Isso não oferece um atestado de lisura ao Congresso, mas revela sua capacidade de legislar quando submetido à pressão popular, em um jogo próprio das democracias. Substituir tais movimentos por decisões judiciais, por mais elaboradas e bem intencionadas que sejam, não parece adequado à separação dos poderes. O brocardo que os fins justificam os meios não costuma ser salutar ao Estado de Direito.

Cumpre ao Judiciário garantir a vigência da lei, sua constitucionalidade, sua aplicação, mas não alterar seu conteúdo — por mais inadequado que seja, por mais que clame a opinião pública. Sempre válido recordar Rui Barbosa, em sustentação oral na Suprema Corte, em 1912: “Não importa ao STF saber se os seus julgados serão ou não respeitados pelo governo, se serão ou não acatados pela força, se terão ou não execução material, ante a anarquia ou as multidões revoltadas. Diante dos vossos olhos, venerandos Ministros, não existe senão a letra da lei, na sua vontade expressa ou na sua vontade implícita, a lei nos seus preceitos, a lei no que ela manda, a lei no que ela exige, no que ela impõe”.

Não se trata de ser contra ou a favor da "lava jato". A decisão do STF não tem impactos diretos na operação, porque — como já dito — a maior parte de seus avanços aconteceu sob a orientação anterior do STF, quando não se podia antecipar a execução da pena. Portanto, o sucesso e a importância das investigações em curso não é argumento válido.

Mais do que um processo, mais do que uma prisão, o que se discutirá no STF é a legalidade, o respeito às normas em vigor — e o flerte com a supressão de tais princípios não costuma trazer bons resultados a médio prazo.

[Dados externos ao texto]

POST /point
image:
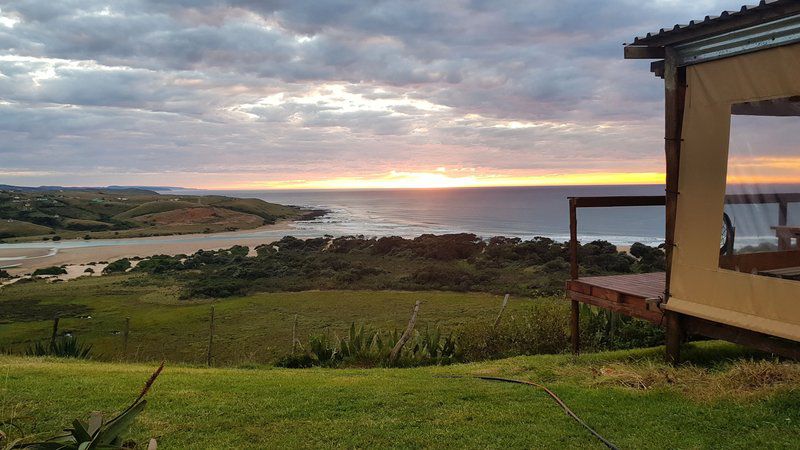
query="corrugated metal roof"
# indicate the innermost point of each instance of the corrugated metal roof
(747, 15)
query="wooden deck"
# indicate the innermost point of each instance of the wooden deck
(626, 294)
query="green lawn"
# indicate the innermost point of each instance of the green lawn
(256, 328)
(629, 397)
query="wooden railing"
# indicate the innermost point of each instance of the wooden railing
(782, 199)
(600, 202)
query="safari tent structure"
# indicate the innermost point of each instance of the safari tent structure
(741, 63)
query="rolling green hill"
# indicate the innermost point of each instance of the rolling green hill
(41, 214)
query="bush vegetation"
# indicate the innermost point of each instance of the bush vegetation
(52, 270)
(63, 347)
(456, 262)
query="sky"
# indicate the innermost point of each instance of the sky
(246, 94)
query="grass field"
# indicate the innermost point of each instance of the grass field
(629, 397)
(35, 215)
(256, 328)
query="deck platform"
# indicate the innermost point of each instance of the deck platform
(626, 294)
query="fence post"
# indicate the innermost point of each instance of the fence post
(406, 335)
(210, 338)
(500, 314)
(125, 333)
(294, 336)
(53, 335)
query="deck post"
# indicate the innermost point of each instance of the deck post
(573, 238)
(575, 327)
(674, 337)
(674, 101)
(575, 315)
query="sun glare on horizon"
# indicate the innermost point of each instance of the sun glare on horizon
(441, 178)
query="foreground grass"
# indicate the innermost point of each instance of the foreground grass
(256, 328)
(712, 403)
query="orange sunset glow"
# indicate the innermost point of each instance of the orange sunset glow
(442, 179)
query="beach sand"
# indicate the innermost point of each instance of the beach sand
(31, 259)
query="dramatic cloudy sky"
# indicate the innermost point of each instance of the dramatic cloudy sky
(342, 93)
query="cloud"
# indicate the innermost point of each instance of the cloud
(296, 89)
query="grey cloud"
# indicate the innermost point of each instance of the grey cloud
(148, 85)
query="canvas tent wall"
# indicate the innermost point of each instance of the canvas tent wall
(698, 286)
(740, 61)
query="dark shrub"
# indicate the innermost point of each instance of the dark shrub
(448, 246)
(650, 259)
(52, 270)
(118, 266)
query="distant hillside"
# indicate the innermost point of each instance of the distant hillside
(42, 213)
(9, 187)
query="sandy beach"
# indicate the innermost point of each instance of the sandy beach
(20, 260)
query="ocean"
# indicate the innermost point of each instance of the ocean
(522, 212)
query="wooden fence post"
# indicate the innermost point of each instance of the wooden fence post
(575, 327)
(125, 333)
(294, 336)
(406, 335)
(54, 334)
(210, 338)
(500, 314)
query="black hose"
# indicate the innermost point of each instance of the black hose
(560, 403)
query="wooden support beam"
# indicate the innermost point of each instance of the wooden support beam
(573, 239)
(657, 67)
(748, 338)
(674, 337)
(674, 101)
(575, 327)
(643, 52)
(617, 200)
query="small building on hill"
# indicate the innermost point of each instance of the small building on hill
(732, 200)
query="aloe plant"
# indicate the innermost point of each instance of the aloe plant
(97, 433)
(65, 347)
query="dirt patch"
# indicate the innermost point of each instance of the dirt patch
(29, 310)
(738, 379)
(202, 215)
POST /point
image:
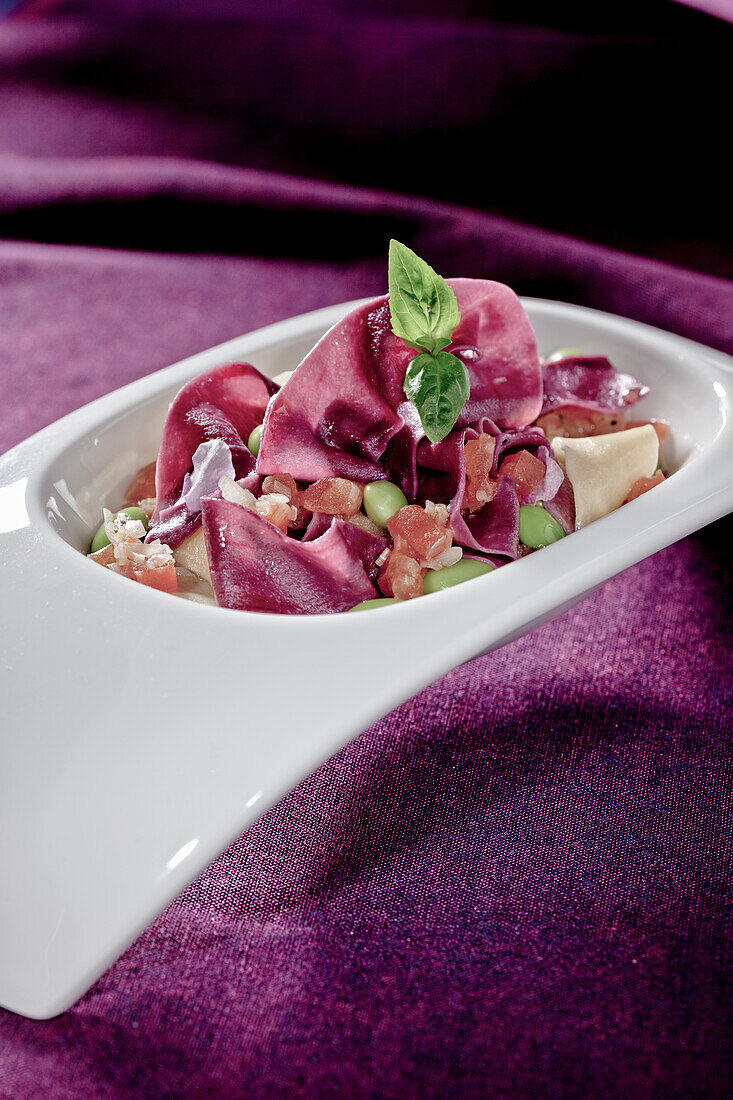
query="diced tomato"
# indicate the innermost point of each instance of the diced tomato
(643, 485)
(275, 512)
(281, 483)
(423, 536)
(660, 427)
(479, 455)
(164, 578)
(575, 422)
(334, 496)
(526, 470)
(402, 576)
(142, 485)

[1] CF, art.5o, LVII, sem grifos.
[2] Sobre esse artigo 283, importa assinalar que não se trata de dispositivo antigo. Sua atual redação foi aprovada em 2011 e proposta por ninguém menos que Ada Pellegrini Grinover, Antonio Magalhães Gomes Filho, Sacarance Fernandes, Petrônio Calmon Filho, Miguel Reale Jr., Luiz Flávio Gomes, Nilzardo Carneiro Leão, René Ariel Dotti, Rogério Lauria Tucci e Sidney Beneti, que enfatizavam: “O projeto sistematiza e atualiza o tratamento da prisão, das medidas cautelares e da liberdade provisória, com ou sem fiança. Busca, assim, superar as distorções produzidas no Código de Processo Penal com as reformas que, rompendo com a estrutura originária, desfiguraram o sistema. (…) Nessa linha, as principais alterações com a reforma projetada são: (…) d) impossibilidade de, antes da sentença condenatória transitada em julgado, haver prisão que não seja de natureza cautelar” (sem grifos).